2 Assistant Professor – Department of Computer Engineering – Khatam University – Tehran - Iran

3 Professor, Department of Computer Engineering, Sharif University of Technology, Tehran, Iran

Abstract

The 4th generation industrial livestock farming reduces livestock losses, increases fertility rates, reduces operating costs, manages human resources, and generally increases productivity. In this research, a set of wearable sensors including a cattle collar and a leg mounted sensor was designed for automation of livestock farming. A LoRaWAN based internet of things network was designed using a set of custom gateways in three livestock farms. An intelligent livestock big data analysis framework that uses edge and cloud computing was designed for processing and modelling of the behaviour of the cattle using the collected sensor data.
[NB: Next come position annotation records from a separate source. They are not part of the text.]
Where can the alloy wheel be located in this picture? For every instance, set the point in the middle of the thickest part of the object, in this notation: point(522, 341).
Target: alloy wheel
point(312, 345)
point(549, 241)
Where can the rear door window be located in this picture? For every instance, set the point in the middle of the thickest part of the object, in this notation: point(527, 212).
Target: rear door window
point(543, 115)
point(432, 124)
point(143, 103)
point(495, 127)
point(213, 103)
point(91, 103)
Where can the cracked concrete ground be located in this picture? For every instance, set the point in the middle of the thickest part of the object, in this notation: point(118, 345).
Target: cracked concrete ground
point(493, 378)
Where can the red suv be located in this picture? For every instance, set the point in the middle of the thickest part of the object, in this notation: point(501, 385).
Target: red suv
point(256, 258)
A decision support system for estrous cycle management, stress and health control and cattle behaviour modelling was designed using machine learning based modelling of this data. The proposed system monitored the cattle and provided the vital signs such as body temperature, mobility, feeding behaviour and estrous behaviour for management and veterinarian decision support. The accuracy of the KNN algorithm for modelling livestock behaviour was 78% and the accuracy of convolutional deep neural networks was 84%. However, due to the simplicity of the KNN algorithm, this method increased the battery life of the system by 4.5 times and therefore, it was a more appropriate choice for commercial livestock farming.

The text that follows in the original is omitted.